Disclosure: We value transparency at Today’s RDH. This article is sponsored content from Dentsply Sirona Preventive as part of our sponsored partner program.
Ultrasonic scaling is an integral component in achieving successful clinical outcomes in periodontal debridement procedures. Achieving optimal clinical results is the goal we strive for as clinicians, and although some of that depends on patient compliance, much is related to the choices we make in technology, technique, and our maintenance protocols. Choosing the right equipment, applying the proper technique, and ensuring patient comfort can lead to better clinical outcomes and higher patient satisfaction.
Evolution of Ultrasonic Scaling
Technology advances have come a long way in ultrasonic units and accompanying inserts/tips. Did you know the first use of ultrasonics in dentistry was back in the 1950’s when it was developed for the removal of decay? This application was soon deemed to be inefficient; however dental professionals discovered its ability to remove supragingival deposits from the tooth. It was utilized for this purpose amongst clinicians as early as 1957 when the first Cavitron® Ultrasonic Scaling system came onto the market.1
The ultrasonic units themselves have evolved significantly over the years. The Cavitron Touch® Ultrasonic Scaling System, the latest edition from Dentsply Sirona Cavitron, has an intuitive touchscreen interface, a fully rotating handpiece, and a lightweight handpiece cable for improved ergonomic benefits. Cavitron Touch’s exclusive digital operating system is their most efficient system ever.14 The unique system runs so efficiently that it produces less heat, requiring less water for a better patient experience.
Insert Selection and Clinical Outcomes
Smart Scaling includes making the appropriate decisions with insert selection, based on the needs of each patient. Selecting the proper insert contributes to efficacy and efficiency in removal of deposits.
Moderate to heavy calculus removal
Cavitron® Powerline® Ultrasonic Inserts are thicker inserts with larger tips, specifically designed for efficient removal of heavier deposits.
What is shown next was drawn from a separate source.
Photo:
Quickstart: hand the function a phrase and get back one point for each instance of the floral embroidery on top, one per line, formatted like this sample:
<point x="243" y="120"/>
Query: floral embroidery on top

Utilizing this insert design is appropriate for patients with heavy, tenacious calculus whether generalized or localized, supra or subgingival. Once the deposit is removed, graduating to an insert with a thinner design is indicated for the finer debridement and biofilm removal stage.
Light to Moderate Calculus Removal
Cavitron® Slimline® Ultrasonic Inserts are 30% thinner than Powerline Ultrasonic Inserts for improved subgingival access. The Slimline family of insert designs includes a straight, triple bend and a set of curved right and left inserts which provide a full complement of inserts for light to moderate calculus removal in a variety of anatomical and periodontal presentations. The triple bends’ design in cross-section has a coined effect providing higher energy output at the corners which provides optimal results at line angles and in areas of tenacious deposit.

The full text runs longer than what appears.